Assuming, for the sake of this argument, Takahashi has earned a role in the bullpen, the Mets can keep Figueroa around by sending both Green and Parnell down and sending Mejia to Binghamton to start games.

It wouldn’t make sense if it was clear that doing so would create a significantly worse Major League bullpen at the season’s outset, but it won’t.

The bullpen — and indeed, the entire pitching staff — is a fluid thing, especially early in the year. The Mets, with so many injury risks, should take caution to hang onto all their chips.

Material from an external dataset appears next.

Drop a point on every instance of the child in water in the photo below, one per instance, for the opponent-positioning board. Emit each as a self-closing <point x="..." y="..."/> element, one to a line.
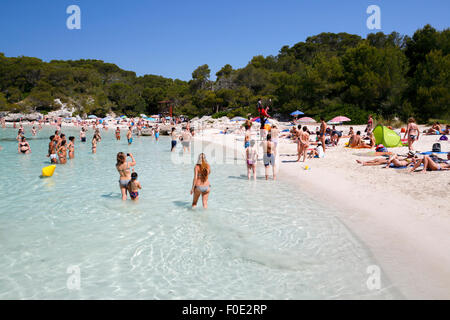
<point x="134" y="186"/>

17 thoughts on “Nelson Figueroa wins tacos for the people

  1. Have we stopped to consider that the Mets just may have an unhealthy gambling problem? Every damn player has to have an “upside” before they get the time of day.

    • This was my exact thought. If the mets did something that made perfect sense, I’m pretty sure it would tear a hole in the space-time continuum.

  2. Wouldn’t your goal be more readily accomplished by making Takahashi the fifth starter rather than Niese? Then you can keep Parnell’s power arm in the major league pen and send only Green down, which makes a certain amount of sense since Green might need more work on his new delivery.

    Green’s stuff did not look to impressive to me Friday night when I saw him for the first time pitching with his new, extreme side-armed delivery.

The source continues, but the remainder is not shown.